Extraction Details
Deeper notes on how extractions are configured and what fields you get back.
Field types
| Type | Returned as JSON | Notes |
|---|---|---|
string | string | Default for text-like fields. |
number | number | Decimals included. |
integer | number | Will be rounded to nearest int. |
boolean | boolean | true / false only. |
date | ISO 8601 string | E.g. "2026-05-24". |
datetime | ISO 8601 string | E.g. "2026-05-24T10:00:00Z". |
object | nested object | Define fields recursively. |
list<string> | string[] | Useful for tags, tracking numbers. |
list<object> | object[] | For repeating sections — line items, line items, party blocks. |
Field examples
Adding a one-line example to each field dramatically improves accuracy. The example is shown to the model as a hint, not enforced.
{
"key": "invoice_number",
"type": "string",
"description": "The unique invoice ID from the seller.",
"example": "INV-2026-00128"
}Language
Set language at the extraction level. Options:
"Multi-Lingual"(default) — auto-detect per document."English","French","German","Spanish","Hindi","Japanese","Chinese (Simplified)", and more.
Forcing a language gives a small accuracy bump on borderline-quality scans.
Document Options
Per-extraction toggles that influence parsing behavior:
| Option | Effect |
|---|---|
ocr_priority | When true, treat the document as scanned (skip text-layer extraction). Useful for low-quality PDFs. |
infer_missing | Allow the model to infer fields that aren't explicitly written (e.g. total = subtotal + tax). |
strict_format | Reject documents that don't match the expected layout. Returns status: needs_review instead. |
Confidence scores
Every extracted field comes back with a confidence value in [0, 1].

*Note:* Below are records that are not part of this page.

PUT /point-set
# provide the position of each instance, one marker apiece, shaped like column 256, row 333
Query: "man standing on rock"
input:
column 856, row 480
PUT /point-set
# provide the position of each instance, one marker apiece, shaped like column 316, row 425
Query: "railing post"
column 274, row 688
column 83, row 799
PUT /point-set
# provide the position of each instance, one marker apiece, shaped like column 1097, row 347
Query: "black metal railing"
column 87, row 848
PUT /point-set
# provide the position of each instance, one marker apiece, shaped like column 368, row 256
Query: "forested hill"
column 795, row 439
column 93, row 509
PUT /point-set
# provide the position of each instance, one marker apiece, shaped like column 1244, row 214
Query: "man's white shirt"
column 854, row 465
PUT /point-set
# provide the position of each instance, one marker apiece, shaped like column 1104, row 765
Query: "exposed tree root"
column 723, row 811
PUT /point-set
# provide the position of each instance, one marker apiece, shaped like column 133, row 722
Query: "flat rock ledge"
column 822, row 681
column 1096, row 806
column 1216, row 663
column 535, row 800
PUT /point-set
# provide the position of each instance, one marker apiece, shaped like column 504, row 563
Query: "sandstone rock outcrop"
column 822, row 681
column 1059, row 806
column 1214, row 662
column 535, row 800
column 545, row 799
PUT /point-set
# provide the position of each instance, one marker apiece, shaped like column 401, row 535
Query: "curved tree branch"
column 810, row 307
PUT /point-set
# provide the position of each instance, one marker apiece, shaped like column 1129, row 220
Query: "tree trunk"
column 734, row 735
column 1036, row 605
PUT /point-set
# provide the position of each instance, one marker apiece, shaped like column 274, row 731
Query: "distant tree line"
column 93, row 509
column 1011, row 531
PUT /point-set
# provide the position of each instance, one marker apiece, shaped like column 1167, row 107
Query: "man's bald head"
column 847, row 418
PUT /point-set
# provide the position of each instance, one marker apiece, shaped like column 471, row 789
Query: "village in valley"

Treat anything below 0.7 as needing human review.
{
"result": { "total_amount": 4108.26 },
"confidence": { "total_amount": 0.98 }
}needs_review status
A file lands in needs_review when at least one field has confidence
below your configured threshold (defaults to 0.7). The result is
still available — but you should surface it in your UI for a human to
double-check.
Resubmitting
To re-process a single file (e.g. after editing the schema), DELETE
it and re-upload. Pages are charged again.